Cantillon: Justifying a bank levy never that difficult

Justifying a hit on the banks rarely presents a political challenge

The penny stock nature of Irish bank shares meant that news of a fresh bank levy had little impact on prices , with Bank of Ireland down 1.28 per cent and AIB up a surprising 2.13 per cent yesterday.

The new breed of bank investors appear to have taken it all in their stride. Analysts, however, were far less sanguine about the prospect of something in the region of €150 million to €200 million being extracted from the sector. The details will become clear today but several questions remain to be answered: will it be a once-off and how will it be levied?

The former is unknown, but the latter would appear to be on the basis of market share – in effect turnover – which would see AIB, Bank of Ireland and Ulster Bank hit hardest. AIB and Bank of Ireland could pay between €50 and €65 million each.

The levy will ostensibly be linked to one of the job creation measures to be
announced today and a phasing out of the lower rate of VAT for the hospitality sector would be as good a fig leaf as any other.

READ MORE

In reality, it looks like an effort to claw back some of the revenue lost to the Government by the ending of the scheme under which it guaranteed the banks’ debts for a hefty fee.
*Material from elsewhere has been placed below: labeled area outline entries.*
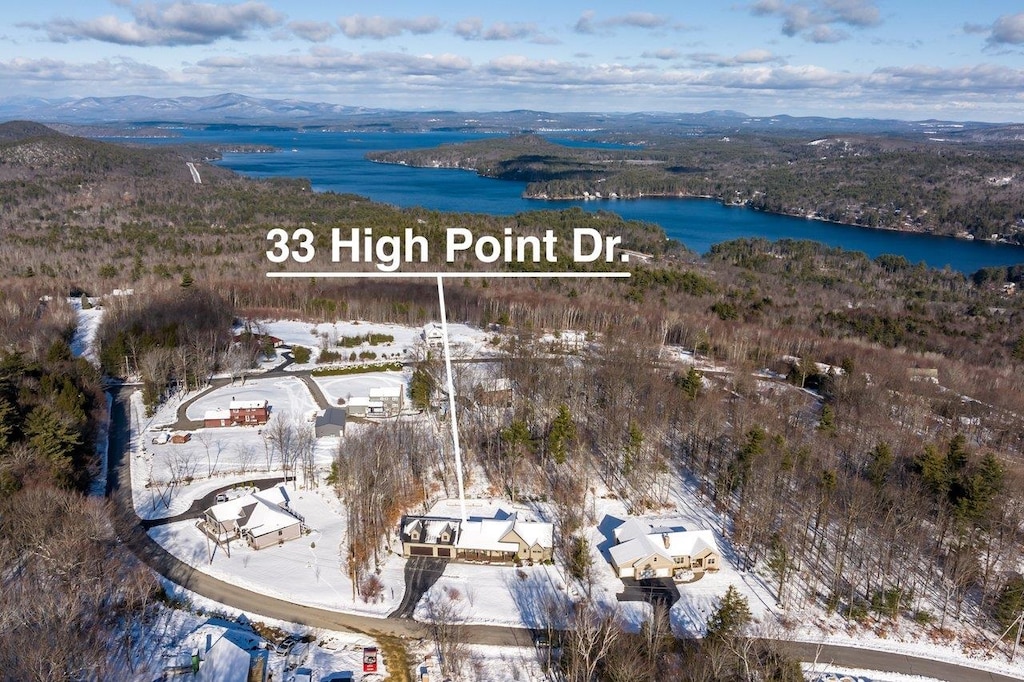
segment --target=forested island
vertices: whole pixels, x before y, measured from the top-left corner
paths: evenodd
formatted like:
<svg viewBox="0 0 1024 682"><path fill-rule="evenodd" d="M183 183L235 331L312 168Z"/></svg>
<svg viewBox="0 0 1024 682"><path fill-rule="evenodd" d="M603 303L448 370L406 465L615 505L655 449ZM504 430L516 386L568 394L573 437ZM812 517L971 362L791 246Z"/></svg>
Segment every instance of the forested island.
<svg viewBox="0 0 1024 682"><path fill-rule="evenodd" d="M586 163L593 182L605 178L602 196L609 186L646 195L660 176L683 183L665 194L684 187L723 201L740 191L749 194L736 201L756 202L756 180L774 177L773 197L800 197L843 175L861 217L872 211L898 223L893 216L912 214L921 229L939 212L929 202L943 198L943 215L979 230L991 220L985 210L1021 215L1013 150L982 158L967 146L938 154L874 138L688 144L566 152L513 137L415 158L535 188L584 182L575 173ZM518 153L488 160L494 150ZM402 159L414 157L386 160ZM68 678L111 677L110 660L138 648L124 633L163 607L153 573L120 540L123 519L109 521L110 508L85 495L100 476L92 444L108 418L101 377L138 381L147 407L159 406L214 374L251 369L258 349L242 356L249 349L234 340L234 321L419 327L437 318L432 282L266 278L271 227L315 230L317 253L330 251L333 227L414 228L429 239L452 225L495 236L588 227L644 254L629 264L628 280L446 285L450 316L494 335L502 371L517 387L501 410L459 402L467 462L496 497L510 493L552 510L556 560L579 585L608 570L589 559L595 520L581 504L605 489L637 514L664 510L680 494L714 510L732 560L764 577L779 604L842 617L854 635L914 629L983 650L1024 607L1022 267L965 276L899 256L763 240L722 244L699 258L656 225L610 212L397 209L314 193L302 179L243 178L204 163L196 148L122 146L31 123L0 125L0 568L8 588L0 604L9 623L0 655L8 672L28 677L30 664L45 664ZM103 311L96 365L73 350L88 306ZM573 345L566 331L598 341ZM429 393L441 385L436 356L412 364L418 386ZM424 419L439 412L429 402ZM366 534L361 552L346 554L353 574L375 574L373 557L384 553L395 513L452 484L451 471L414 466L434 447L395 446L395 466L376 468L359 449L339 449L331 489ZM364 473L375 476L372 484ZM573 617L591 615L581 607ZM601 632L618 633L610 617L594 617ZM798 619L778 621L780 639ZM599 662L594 679L732 679L716 670L751 668L766 679L802 677L784 646L745 639L735 624L710 623L708 637L693 641L620 633L600 654L572 634L584 632L572 627L581 624L566 634L579 652L560 665ZM38 645L44 629L59 646ZM636 651L644 652L642 669L630 657Z"/></svg>
<svg viewBox="0 0 1024 682"><path fill-rule="evenodd" d="M799 217L1024 244L1024 145L865 134L535 134L368 155L527 183L525 198L706 197ZM615 142L609 148L604 143Z"/></svg>

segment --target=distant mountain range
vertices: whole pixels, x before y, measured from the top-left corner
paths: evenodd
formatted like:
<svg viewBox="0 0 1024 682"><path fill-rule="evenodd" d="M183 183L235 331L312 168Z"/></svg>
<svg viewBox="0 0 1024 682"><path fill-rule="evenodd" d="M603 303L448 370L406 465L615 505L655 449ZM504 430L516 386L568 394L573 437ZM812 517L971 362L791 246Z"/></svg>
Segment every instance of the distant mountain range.
<svg viewBox="0 0 1024 682"><path fill-rule="evenodd" d="M549 113L529 110L466 113L399 112L362 106L268 99L236 93L207 97L85 97L0 100L0 121L33 120L65 126L237 125L316 127L345 130L465 130L580 135L709 135L742 132L780 134L897 134L940 139L1006 141L1024 139L1024 126L952 121L897 121L824 117L754 117L741 112L697 114Z"/></svg>

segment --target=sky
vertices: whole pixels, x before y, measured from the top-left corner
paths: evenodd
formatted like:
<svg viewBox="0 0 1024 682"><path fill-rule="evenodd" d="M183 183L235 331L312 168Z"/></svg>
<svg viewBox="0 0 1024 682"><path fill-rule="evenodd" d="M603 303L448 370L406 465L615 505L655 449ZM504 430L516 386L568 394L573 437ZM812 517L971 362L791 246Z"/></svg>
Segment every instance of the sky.
<svg viewBox="0 0 1024 682"><path fill-rule="evenodd" d="M0 98L1024 121L1024 1L5 3Z"/></svg>

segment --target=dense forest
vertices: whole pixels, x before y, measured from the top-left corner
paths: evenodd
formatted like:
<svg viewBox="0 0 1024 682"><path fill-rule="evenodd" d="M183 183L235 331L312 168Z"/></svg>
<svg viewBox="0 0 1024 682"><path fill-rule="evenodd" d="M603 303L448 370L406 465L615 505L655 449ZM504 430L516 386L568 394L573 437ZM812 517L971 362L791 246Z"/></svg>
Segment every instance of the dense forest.
<svg viewBox="0 0 1024 682"><path fill-rule="evenodd" d="M792 134L615 139L626 148L515 135L368 158L522 180L531 199L714 197L846 224L1024 243L1019 143Z"/></svg>
<svg viewBox="0 0 1024 682"><path fill-rule="evenodd" d="M711 143L701 142L709 157L693 167L711 163ZM783 154L755 150L743 154L762 163ZM911 151L868 156L889 153ZM999 159L985 163L1002 172ZM186 161L199 165L202 184ZM972 168L980 166L965 173ZM574 551L595 520L581 500L600 485L639 513L671 506L684 489L721 513L719 530L741 560L766 571L794 608L881 630L925 624L936 637L959 619L994 638L1024 605L1024 296L1007 286L1021 281L1019 267L967 278L900 257L761 240L699 259L657 226L610 212L399 210L312 193L303 180L244 179L195 150L123 147L31 124L0 126L0 611L12 633L0 660L32 648L53 609L69 614L50 619L47 655L19 659L32 666L16 669L26 679L98 675L108 653L97 643L131 632L125 624L144 615L154 594L104 504L84 496L105 418L100 371L139 377L153 404L251 361L232 357L237 318L437 317L432 284L264 278L272 226L408 226L432 238L451 225L497 235L584 226L650 254L628 281L447 287L451 318L508 339L503 372L517 387L508 411L460 403L471 469L496 495L550 502L559 560L581 581L600 569ZM97 370L71 350L68 300L114 289L133 293L100 303ZM581 350L542 341L550 330L600 342ZM683 351L717 369L698 372L673 354ZM440 372L436 358L417 367L426 404ZM332 478L353 501L348 523L365 539L339 551L364 577L398 515L454 489L451 466L425 456L432 439L397 427L376 436L353 438ZM380 466L385 446L407 453L404 466ZM375 495L360 495L367 479ZM112 561L137 580L117 579ZM83 582L95 589L76 590ZM670 642L656 621L640 640L627 637L581 609L566 674L658 679L671 666L687 679L749 679L743 671L755 667L796 679L784 655L737 638L741 604L725 605L732 610L716 614L707 649ZM79 632L88 637L73 641ZM131 643L119 647L114 655L131 659Z"/></svg>

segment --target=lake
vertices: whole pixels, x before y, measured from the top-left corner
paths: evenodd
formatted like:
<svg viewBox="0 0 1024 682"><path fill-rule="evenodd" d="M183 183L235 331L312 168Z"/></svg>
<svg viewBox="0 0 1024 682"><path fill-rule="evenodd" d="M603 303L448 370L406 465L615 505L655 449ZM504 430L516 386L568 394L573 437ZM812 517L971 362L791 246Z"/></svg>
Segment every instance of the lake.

As Goodbody pointed out yesterday, this amounted to more than €1 billion a year at its peak, but will fall back to €430 million this year.

The sweetener for the banks may be a relaxation in the limits on how much of the bank’s future profits can be sheltered behind the horrendous losses of the past five years. Although the arrival of that happy day will now be delayed by the levy.

Justifying a hit on the banks rarely presents a political challenge and in the current climate it is, in truth, an open goal for the Minister. The banks have done themselves no favours by talking of a return to profitability being in sight
while appearing to drag their heels on
implementing solutions for over-indebted borrowers and mortgage holders.

But, at the same time, it is a dangerous enough game for a Government that is a reluctant owner of two banks and a major shareholder in a third to play. It is
reasonable under the circumstances for the Government to effectively tax
recovering banks rather than wait for their return to profit, but it must be proportionate or investors will respond.